Re: Proposal for #486: Requiring proxies to process warn-date

On 2013-09-02 02:47, Mark Nottingham wrote:
> <http://trac.tools.ietf.org/wg/httpbis/trac/ticket/486>
>
> We discussed this issue in Berlin briefly, and I had an action to make a concrete proposal.
>
> In <https://svn.tools.ietf.org/svn/wg/httpbis/draft-ietf-httpbis/latest/p6-cache.html#header.warning>:
>
> OLD:
> ---8<---
>     If an implementation sends a message with one or more Warning header fields
>     to a receiver whose version is HTTP/1.0 or lower, then the sender MUST
>     include in each warning-value a warn-date that matches the
>     Date header field in the message.
>
>     If a system receives a message with a warning-value that includes a
>     warn-date, and that warn-date is different from the Date
>     value in the response, then that warning-value MUST be deleted from the
>     message before storing, forwarding, or using it. (preventing the
>     consequences of naive caching of Warning header fields.) If all of the
>     warning-values are deleted for this reason, the Warning header field MUST
>     be deleted as well.
> --->8---
>
> NEW:
> ---8<---
>     RFC2616 made the Warning header field's warn-date component optional; it
>     was only required to be sent when the recipient's version was HTTP/1.0 or lower.
>
>     However, deployment experience has shown that many (if not most) intermediaries
>     do not process the Warning header as required by RFC2616. This results in
>     situations where the field can appear in messages where it is not applicable, because
>     a warning-value has not been removed by an intermediary.
>
>     As a result, this specification shifts responsibility for processing of Warning from
>     intermediaries to the recipient that is actually consuming them.
>
>     Generators of Warning header fields MUST include in every warning-value
>     a warn-date that matches the Date header field in the message. Recipients that
>     process a Warning header field MUST ignore (and MAY remove before forwarding)
>     a warning-value whose warn-date is different from the Date value in the response.
> --->8---
>
> We'd also remove the brackets in the ABNF that denote that warn-date is optional.
>
> Comments?
> ...

Indeed; I have to apologize for not paying attention before.
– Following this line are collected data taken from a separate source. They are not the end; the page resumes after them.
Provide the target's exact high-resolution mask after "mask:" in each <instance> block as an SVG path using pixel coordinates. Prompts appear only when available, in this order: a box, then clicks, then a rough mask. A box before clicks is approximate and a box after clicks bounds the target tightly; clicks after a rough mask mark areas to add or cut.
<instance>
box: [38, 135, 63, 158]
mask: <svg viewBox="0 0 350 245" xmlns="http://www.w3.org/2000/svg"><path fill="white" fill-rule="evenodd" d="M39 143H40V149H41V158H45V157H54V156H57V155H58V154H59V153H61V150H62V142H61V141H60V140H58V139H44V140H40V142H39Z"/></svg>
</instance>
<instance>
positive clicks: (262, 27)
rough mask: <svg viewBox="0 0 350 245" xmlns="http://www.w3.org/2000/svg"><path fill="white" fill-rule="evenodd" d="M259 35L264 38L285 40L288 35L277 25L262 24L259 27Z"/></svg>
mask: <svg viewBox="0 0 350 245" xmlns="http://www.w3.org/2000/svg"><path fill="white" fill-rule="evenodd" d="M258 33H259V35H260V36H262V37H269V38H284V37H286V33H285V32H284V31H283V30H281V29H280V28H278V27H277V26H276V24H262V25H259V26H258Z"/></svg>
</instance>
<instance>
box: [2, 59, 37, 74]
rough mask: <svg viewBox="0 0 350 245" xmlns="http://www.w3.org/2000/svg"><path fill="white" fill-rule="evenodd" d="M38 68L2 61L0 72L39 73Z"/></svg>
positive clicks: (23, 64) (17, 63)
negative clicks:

I have now tried to understand what's going on, and I'm confused.

1) "Warning" is not defined in HTTP/1.0 (right?). At least I don't see 
it in <http://tools.ietf.org/html/rfc1945>.

2) RFC 2068 does define Warning, but doesn't mention this issue at all: 
<http://tools.ietf.org/html/rfc2068#section-14.45>.

3) RFC 2616 has in 
<http://greenbytes.de/tech/webdav/rfc2616.html#rfc.section.14.46.p.19>:

"If an implementation sends a message with one or more Warning headers 
whose version is HTTP/1.0 or lower, then the sender MUST include in each 
warning-value a warn-date that matches the date in the response."

HTTPbis changed this to:

"If an implementation sends a message with one or more Warning header 
fields to a receiver whose version is HTTP/1.0 or lower, then the sender 
MUST include in each warning-value a warn-date that matches the Date 
header field in the message."

Was that an intentional change at all?

And what are we trying to achieve here?